O fisiculturista responde por tentativa de homicídio qualificado. A defesa alegava que ele tinha histórico de abuso de anabolizantes e drogas psicotrópicas, além de transtorno alimentar, o que comprometeria sua sanidade mental na época do crime. A magistrada, no entanto, entendeu que os elementos do processo mostram que os supostos transtornos não afetaram a consciência do acusado sobre seus atos. “As alterações de humor ou impulsividade mencionadas por testemunhas situam-se no campo comportamental, não atingindo o núcleo da capacidade intelectiva exigida pelo Direito Penal”, diz a decisão.

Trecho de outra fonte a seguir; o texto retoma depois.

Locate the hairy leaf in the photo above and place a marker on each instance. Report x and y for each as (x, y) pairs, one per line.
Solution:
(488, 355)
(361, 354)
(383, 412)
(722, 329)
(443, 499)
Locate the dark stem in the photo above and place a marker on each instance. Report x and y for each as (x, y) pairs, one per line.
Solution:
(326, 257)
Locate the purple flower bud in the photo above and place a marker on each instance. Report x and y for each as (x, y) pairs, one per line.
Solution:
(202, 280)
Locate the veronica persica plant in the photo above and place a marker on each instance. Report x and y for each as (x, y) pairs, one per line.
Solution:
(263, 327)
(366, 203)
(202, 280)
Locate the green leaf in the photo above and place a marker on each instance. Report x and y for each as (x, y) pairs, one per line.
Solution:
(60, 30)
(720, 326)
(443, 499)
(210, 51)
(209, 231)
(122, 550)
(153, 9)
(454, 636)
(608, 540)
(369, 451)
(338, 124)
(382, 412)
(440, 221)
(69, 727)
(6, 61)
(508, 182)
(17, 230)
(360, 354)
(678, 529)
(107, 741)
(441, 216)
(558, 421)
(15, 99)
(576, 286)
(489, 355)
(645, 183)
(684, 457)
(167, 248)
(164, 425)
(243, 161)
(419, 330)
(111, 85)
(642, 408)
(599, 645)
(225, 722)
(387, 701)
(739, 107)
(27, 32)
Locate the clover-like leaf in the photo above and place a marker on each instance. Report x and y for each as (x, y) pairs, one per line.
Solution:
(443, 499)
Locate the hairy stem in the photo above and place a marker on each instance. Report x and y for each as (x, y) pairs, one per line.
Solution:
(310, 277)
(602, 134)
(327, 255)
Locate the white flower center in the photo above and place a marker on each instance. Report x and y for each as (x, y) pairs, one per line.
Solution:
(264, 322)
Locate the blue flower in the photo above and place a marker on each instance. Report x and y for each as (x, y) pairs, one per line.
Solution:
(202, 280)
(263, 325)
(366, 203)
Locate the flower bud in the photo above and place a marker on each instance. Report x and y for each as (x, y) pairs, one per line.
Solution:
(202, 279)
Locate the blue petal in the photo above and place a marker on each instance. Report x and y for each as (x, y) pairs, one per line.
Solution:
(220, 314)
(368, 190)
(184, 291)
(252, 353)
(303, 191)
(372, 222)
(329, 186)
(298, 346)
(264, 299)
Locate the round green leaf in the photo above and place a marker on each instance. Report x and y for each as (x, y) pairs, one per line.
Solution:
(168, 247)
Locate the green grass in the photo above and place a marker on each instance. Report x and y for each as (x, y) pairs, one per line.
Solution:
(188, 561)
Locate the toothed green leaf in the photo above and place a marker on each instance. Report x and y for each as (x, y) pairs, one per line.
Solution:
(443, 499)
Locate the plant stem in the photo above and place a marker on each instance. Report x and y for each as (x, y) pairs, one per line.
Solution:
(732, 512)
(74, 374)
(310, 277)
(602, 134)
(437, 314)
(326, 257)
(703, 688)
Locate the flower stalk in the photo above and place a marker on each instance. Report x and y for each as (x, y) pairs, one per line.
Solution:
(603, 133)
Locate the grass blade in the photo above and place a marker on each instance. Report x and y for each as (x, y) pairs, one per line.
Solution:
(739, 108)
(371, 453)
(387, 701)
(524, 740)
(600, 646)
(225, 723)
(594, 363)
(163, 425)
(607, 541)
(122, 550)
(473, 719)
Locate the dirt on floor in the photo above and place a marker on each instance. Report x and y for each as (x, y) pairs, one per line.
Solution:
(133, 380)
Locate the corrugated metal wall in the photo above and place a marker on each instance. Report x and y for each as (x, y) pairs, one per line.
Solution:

A defesa da vítima, representada pela advogada Gabriela Manssur, afirmou que recebeu a decisão com respeito e confiança. Em nota, disse que “o uso de anabolizantes, medicamentos controlados ou eventual alteração comportamental não pode servir como justificativa automática para afastar a responsabilidade penal em crimes graves praticados contra mulheres”. O crime ocorreu em julho de 2025, durante a comemoração do aniversário da vítima, em um apartamento alugado em Moema, zona sul de São Paulo. O fisiculturista confessou ter agredido a namorada por ciúmes. Imagens de câmeras de segurança mostram que as agressões duraram cerca de seis minutos. Vizinhos acionaram a polícia após ouvirem gritos. O acusado fugiu com o carro da vítima e foi preso em flagrante no litoral paulista. A médica sofreu múltiplas fraturas faciais, ficou em estado grave e passou por cirurgias, mas recebeu alta hospitalar em 27 de julho.